Pastor's Corner - Father Lafleur Anniversary Mass

Pastor's Corner

On Tuesday, September 7, 2010 at 6:30 p.m., we will celebrate the annual memorial Mass for Fr. Verbis Lafleur. The mass will be celebrated by Father Francis Lowe, a military chaplain currently stationed in Arkansas, whose father was a prisoner of war alongside Father Lafleur during World War II. As most of you know, there is a beautiful monument in the front of our Church to celebrate Father Lafleur’s memory. Fr. Lafleur is an example to all of us in giving over his life to God and his neighbor, namely his "neighbor" being fellow soldiers and prisoners of war during World War II. By all accounts, his life is something we should try to imitate because of his fearless willingness to serve God, neighbor and country. Fr. Lafleur's biography follows this Pastor's Corner. His call to priesthood was first received and nurtured here at St. Landry Church starting as an altar server. I hope we can all join together for this special celebration of his life, and to see the fruit of God's work in our parish. This year a book titled "But He Dies Not”, has been published. The authors, Pete and Suzanne Guerra, will be attending the mass and will be autographing copies of the book. The book chronicles Fr. Lafleur's life here at St. Landry Church, in our diocese, and then his distinguished military service. It is "required reading" for those who want to know about the history of St. Landry Church. For more information about Father Lafleur, please visit There, you can learn about his life, download prayer cards, and even submit prayer requests.

Father James Brady

Fr. Verbis Lafleur's Biography

Fr. Lafleur was born on January 24, 1912 in Ville Platte, Louisiana. In 1926, his family moved to Opelousas, Louisiana. From early in his life, he felt a calling to the priesthood. Father Colliard, pastor of St. Landry Church at the time, arranged for young Verbis to enter St. Joseph’s Minor Seminary in St. Benedict, Louisiana in 1927. For 11 years, he prepared for the priesthood at St. Joseph’s Seminary and at Notre Dame Seminary in New Orleans, Louisiana. He was ordained as a priest on April 2, 1938. Fr. LaFleur then celebrated his First Solemn Mass in St. Landry Catholic Church April 5, 1938.

Father Lafleur’s first assignment was St. Mary Magdalene in Abbeville, Louisiana. He joined the Army Air Corps in the summer of 1941, nearly one half year before the U. S. became involved in World War II. Father Lafleur was assigned to Albuquerque, New Mexico, until he was assigned at Clark Field in the Philippine Islands just a few weeks before it was attacked on December 8, 1941. For his bravery in action, he won the Distinguished Service Cross and was later awarded the Purple Heart and the Bronze Star. After that, he became a Prisoner of War for approximately two and one half years including stays at O’Donnell, Cabanatuan, Davao, and Lasang.
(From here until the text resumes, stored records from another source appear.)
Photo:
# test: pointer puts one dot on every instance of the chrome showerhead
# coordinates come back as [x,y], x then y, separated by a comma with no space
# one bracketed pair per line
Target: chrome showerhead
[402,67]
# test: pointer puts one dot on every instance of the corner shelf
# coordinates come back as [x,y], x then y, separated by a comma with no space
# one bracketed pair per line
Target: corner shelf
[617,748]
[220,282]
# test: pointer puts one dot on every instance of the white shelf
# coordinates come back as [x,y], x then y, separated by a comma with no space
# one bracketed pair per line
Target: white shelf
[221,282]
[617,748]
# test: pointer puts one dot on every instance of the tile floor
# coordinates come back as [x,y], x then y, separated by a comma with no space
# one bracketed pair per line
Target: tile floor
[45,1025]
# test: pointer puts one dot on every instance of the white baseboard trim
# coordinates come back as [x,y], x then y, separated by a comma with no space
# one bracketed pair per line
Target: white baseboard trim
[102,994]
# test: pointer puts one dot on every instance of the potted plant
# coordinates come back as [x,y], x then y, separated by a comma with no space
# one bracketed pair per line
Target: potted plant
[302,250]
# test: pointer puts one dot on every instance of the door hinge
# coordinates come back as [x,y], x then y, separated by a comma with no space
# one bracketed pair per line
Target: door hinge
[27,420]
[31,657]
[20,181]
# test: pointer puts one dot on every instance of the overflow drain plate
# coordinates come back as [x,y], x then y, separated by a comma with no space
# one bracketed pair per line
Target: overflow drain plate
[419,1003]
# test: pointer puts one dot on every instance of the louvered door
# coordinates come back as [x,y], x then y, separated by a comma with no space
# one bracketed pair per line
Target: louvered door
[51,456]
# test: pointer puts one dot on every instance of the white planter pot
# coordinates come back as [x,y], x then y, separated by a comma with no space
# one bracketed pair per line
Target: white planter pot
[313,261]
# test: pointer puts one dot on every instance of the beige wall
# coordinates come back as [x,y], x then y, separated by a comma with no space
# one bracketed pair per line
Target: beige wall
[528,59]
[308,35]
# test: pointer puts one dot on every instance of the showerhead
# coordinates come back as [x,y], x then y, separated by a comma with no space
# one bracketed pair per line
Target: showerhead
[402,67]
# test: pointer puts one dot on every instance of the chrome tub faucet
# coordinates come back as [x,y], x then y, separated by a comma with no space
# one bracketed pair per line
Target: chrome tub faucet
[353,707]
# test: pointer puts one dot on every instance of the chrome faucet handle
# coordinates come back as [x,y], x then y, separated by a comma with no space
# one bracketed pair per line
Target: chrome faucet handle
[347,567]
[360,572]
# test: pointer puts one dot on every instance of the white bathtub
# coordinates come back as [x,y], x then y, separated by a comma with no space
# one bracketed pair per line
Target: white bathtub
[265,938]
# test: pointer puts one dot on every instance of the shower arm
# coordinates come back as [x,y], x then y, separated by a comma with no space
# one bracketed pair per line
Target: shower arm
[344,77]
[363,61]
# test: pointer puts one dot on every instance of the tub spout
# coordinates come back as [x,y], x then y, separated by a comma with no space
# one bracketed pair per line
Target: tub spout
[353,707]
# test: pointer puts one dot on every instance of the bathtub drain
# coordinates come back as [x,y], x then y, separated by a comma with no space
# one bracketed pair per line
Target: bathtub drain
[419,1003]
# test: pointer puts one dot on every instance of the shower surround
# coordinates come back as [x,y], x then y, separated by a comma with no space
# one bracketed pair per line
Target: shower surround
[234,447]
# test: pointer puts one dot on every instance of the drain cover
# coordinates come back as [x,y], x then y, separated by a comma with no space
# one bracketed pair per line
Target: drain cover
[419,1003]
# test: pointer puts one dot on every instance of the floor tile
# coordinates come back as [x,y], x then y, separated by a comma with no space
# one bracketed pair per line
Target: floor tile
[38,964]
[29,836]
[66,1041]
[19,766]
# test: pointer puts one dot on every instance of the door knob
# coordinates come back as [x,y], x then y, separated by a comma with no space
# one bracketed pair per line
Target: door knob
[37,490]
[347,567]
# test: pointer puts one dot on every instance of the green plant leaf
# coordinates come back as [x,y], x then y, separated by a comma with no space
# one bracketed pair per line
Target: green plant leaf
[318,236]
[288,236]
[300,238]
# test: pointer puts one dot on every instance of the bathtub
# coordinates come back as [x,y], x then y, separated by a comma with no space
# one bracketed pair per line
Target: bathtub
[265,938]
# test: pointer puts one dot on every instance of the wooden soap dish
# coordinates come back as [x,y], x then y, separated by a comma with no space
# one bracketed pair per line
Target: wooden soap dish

On September 7, 1944, Father Lafleur gave his life while aboard a torpedoed “hell ship” carrying over 700 American Prisoners of War. By all accounts, Fr. Lafleur gave his life helping other prisoners off a prisoner ship the Japanese had not marked as "non-combatant”, while many of his fellow prisoners protested because they believed he should evacuate because his life and ministry was more important to the other prisoners who might survive.

In 1945, Father Lafleur's classmates and family members gathered in Ville Platte for a Memorial Service in his honor. The Knights of Columbus in 1946 held a parade in his honor from the Opelousas Court House to St. Landry Catholic Church. Notre Dame Seminary Alumni dedicated a bronze plaque in his memory on November 27, 1951. On May 21, 1989, he was honored at the dedication of the Chaplain Hill monument at Arlington National Cemetery. On December 7, 2005, a dedication of the Father Lafleur Shrine in St. Landry Catholic Church, Opelousas, Louisiana, was held. On September 7, 2007, the Father Lafleur Monument was dedicated at St. Landry Catholic Church, Opelousas, Louisiana.